A callous argument to the point of error. A change from 47 to 48% will be within the band of error. Moreover, despite the verbal dexterity used to frame this argument, there is existing research with statistically significant results which was not produced by Lovaas' students.
"I purposely did not refer to Sallows in my previous post, "Skinner Confuses Science with Terminology", because he is just too easy to discredit on circumstantial grounds alone"
Only if we employ a fallacy.
"Is this what passes for ethics in Behaviorism? Is this what passes for science in Behaviorism? Lies, damn lies and emotive marketing. No different than DAN! and just as scienceness."
Individuals make their own choices. The WEAP site does not reflect the way I or others discuss ABA. Nor does this tell us anything about behavior analysts' ability to accept criticism.
"Interverbal, I stand by my statement. No replication has ever occurred outside one of Lovaas' inner circle of behaviorists and I disagree with you. This is Sparta!"
I acknowledge that with the specific wording you are right. Frankly, I think the point is worthless? My concern is that a replication exists at all, not who did it.

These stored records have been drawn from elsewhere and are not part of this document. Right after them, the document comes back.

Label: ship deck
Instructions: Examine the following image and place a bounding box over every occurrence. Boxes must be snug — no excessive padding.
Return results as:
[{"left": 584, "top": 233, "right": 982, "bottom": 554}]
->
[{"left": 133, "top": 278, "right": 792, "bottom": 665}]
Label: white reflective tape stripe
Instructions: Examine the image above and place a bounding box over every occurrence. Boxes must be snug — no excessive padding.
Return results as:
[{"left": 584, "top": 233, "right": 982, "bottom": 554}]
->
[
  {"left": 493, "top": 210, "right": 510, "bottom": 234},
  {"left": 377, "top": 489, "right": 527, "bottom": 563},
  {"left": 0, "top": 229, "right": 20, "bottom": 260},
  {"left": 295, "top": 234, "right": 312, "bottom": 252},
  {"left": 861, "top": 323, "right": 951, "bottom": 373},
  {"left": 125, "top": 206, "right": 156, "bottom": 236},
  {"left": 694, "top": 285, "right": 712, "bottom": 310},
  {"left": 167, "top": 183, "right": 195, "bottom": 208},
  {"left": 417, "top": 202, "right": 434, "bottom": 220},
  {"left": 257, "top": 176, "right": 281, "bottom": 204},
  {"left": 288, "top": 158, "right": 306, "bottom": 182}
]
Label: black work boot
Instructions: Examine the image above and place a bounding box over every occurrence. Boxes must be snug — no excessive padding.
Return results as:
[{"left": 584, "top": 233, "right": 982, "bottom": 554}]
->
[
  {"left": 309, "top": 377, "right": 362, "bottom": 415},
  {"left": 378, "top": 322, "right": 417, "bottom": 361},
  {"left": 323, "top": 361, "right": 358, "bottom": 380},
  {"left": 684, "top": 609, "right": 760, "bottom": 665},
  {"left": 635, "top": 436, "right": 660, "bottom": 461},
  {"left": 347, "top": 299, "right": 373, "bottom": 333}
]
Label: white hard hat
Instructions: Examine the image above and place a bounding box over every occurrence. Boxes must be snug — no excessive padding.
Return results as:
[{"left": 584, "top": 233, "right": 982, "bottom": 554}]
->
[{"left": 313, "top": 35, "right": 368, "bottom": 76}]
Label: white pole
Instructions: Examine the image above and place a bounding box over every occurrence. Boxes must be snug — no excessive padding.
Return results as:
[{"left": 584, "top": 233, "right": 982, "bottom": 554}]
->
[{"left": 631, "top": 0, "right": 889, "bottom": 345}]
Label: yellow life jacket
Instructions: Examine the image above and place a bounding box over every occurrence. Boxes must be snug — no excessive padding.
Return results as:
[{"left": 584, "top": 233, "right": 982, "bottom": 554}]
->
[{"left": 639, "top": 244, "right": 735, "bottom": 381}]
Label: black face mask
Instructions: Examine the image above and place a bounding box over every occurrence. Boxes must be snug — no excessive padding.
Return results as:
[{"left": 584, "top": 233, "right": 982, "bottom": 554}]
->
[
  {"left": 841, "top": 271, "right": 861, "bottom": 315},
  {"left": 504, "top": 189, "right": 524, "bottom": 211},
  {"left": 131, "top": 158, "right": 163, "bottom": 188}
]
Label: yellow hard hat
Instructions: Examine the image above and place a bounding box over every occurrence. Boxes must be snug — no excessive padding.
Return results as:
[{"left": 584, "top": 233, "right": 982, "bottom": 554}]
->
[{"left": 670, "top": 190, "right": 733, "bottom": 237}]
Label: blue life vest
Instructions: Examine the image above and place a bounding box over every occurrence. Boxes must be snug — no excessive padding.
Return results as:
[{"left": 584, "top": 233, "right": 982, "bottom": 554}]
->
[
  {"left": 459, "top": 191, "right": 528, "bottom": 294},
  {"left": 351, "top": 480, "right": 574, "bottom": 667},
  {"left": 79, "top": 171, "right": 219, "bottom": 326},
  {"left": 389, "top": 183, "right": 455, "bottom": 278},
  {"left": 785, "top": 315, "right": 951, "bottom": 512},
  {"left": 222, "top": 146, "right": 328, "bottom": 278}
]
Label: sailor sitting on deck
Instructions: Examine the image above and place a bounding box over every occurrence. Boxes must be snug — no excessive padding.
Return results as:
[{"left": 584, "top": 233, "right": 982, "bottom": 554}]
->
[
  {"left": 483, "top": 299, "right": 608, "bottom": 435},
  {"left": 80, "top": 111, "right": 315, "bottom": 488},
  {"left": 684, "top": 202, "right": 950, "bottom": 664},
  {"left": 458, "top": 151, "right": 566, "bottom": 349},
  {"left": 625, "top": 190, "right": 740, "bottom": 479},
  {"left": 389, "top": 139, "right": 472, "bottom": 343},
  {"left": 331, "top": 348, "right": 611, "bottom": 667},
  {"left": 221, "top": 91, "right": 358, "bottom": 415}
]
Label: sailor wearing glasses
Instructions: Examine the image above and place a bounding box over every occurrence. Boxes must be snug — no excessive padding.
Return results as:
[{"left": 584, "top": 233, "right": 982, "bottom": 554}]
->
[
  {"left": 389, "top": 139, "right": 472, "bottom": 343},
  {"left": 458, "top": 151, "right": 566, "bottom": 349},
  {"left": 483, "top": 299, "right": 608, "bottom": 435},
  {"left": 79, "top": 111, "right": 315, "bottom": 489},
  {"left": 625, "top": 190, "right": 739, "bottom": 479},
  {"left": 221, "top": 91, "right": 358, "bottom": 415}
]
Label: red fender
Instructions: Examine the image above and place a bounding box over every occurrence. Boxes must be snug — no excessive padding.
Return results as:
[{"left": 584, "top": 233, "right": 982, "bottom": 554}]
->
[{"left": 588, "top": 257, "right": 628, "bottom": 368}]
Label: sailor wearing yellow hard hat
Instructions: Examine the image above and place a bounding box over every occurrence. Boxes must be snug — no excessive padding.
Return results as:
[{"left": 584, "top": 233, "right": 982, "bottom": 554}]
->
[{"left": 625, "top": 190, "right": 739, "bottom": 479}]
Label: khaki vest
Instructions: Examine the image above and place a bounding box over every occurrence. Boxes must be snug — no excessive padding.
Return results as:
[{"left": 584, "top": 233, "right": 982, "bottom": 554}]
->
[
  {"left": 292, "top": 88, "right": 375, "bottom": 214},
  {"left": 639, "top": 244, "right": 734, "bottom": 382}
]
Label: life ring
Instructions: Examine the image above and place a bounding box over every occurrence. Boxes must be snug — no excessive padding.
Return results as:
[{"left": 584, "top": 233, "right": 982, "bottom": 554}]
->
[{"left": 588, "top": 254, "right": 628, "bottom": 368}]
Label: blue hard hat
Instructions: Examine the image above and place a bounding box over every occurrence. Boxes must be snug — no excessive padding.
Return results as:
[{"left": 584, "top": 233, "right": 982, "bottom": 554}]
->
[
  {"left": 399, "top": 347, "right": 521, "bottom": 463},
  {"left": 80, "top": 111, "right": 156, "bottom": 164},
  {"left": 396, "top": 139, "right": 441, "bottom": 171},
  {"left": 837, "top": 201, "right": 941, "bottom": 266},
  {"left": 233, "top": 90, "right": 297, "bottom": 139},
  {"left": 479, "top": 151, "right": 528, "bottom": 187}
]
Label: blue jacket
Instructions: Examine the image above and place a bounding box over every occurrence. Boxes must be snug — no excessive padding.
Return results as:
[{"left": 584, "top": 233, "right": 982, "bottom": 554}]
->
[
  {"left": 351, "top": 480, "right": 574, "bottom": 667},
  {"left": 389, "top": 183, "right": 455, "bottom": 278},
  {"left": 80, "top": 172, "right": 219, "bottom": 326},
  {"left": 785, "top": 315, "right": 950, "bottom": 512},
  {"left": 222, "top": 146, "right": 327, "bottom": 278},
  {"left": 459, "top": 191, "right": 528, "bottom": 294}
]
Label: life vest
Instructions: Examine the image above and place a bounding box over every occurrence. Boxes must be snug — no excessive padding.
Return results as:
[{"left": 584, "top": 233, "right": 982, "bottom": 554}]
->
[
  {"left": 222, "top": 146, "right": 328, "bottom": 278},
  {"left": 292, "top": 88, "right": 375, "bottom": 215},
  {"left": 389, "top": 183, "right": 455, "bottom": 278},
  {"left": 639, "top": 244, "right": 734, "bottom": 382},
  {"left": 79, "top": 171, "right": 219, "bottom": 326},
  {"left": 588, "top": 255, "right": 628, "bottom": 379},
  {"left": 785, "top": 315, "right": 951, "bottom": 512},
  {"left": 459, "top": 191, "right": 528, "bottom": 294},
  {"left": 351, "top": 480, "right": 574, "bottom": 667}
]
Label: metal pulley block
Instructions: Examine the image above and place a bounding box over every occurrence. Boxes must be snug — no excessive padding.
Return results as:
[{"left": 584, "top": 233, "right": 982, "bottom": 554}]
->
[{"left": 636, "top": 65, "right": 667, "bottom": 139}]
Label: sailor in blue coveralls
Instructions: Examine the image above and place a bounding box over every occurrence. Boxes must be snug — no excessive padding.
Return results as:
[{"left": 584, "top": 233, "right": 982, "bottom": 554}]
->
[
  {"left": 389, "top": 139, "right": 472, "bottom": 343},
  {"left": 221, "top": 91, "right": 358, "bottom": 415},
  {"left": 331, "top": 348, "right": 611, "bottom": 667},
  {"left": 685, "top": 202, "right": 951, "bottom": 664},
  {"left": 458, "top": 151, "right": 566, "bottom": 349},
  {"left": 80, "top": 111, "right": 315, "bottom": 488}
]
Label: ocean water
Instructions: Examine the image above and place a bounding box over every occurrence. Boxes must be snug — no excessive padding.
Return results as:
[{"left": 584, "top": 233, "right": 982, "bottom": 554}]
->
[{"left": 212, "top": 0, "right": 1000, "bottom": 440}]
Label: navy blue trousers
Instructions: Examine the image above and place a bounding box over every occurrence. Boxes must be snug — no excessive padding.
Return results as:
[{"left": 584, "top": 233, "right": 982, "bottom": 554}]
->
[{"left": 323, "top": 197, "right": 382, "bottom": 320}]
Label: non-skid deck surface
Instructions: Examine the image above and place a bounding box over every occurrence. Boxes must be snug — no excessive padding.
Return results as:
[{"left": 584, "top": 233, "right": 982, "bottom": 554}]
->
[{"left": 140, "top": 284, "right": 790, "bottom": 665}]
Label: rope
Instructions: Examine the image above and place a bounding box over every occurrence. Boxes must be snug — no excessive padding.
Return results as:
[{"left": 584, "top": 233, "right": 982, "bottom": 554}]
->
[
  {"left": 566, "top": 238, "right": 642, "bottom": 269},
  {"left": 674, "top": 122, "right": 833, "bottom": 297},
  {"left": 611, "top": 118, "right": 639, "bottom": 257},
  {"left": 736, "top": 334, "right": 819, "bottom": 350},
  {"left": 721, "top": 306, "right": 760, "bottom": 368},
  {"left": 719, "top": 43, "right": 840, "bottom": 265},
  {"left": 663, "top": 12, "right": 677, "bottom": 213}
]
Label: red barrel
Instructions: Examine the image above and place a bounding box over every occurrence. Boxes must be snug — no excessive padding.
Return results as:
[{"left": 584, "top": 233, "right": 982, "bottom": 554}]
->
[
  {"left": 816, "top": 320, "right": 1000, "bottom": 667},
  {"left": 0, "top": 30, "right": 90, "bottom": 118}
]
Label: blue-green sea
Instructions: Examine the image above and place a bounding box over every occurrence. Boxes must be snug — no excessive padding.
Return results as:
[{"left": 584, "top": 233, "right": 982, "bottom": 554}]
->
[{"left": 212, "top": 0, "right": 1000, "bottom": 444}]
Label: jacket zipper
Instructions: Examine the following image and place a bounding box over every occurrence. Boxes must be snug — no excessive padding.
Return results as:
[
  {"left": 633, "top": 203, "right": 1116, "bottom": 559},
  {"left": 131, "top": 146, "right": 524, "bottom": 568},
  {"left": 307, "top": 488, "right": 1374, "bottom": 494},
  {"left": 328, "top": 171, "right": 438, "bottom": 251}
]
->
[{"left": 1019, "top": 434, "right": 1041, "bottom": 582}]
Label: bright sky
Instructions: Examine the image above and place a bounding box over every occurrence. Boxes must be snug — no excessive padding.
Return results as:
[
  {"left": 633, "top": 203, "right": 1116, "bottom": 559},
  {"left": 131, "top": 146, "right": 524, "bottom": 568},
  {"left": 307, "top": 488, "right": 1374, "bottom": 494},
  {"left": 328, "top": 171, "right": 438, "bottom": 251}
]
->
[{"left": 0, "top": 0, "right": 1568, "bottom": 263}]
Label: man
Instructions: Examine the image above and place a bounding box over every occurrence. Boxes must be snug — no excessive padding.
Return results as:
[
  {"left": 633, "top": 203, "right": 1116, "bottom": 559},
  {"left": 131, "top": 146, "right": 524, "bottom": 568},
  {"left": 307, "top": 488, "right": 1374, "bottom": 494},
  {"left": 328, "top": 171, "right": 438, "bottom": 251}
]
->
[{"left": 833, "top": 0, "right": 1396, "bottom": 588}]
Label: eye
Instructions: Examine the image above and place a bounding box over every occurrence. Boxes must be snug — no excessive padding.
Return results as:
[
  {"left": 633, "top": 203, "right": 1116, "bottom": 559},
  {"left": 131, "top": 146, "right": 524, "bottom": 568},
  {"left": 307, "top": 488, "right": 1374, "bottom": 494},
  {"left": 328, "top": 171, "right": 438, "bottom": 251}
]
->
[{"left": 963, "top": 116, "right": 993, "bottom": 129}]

Although, I notice once again that others also achieved statistical significance who were not in Lovaas' group.
As to Sparta, I think I have demonstrated that behavior analysts can and do accept criticism when it is shown to have merit. You have not cogently argued this point. Instead you give an example of one center advertising in a way we would both disagree with.
Christschool, if you had argued that "sometimes behavior analysts incorrectly quote ABA science or autism science", then we would not be having this debate. We would be in total agreement. Instead you argued broadly that behavior analysis, is unscientific, a point you have massively failed to support. The best evidence you have for your original argument, that behavior analysis is unscientific (in other words that this is Sparta) are the dancing Spartan heads on your blog.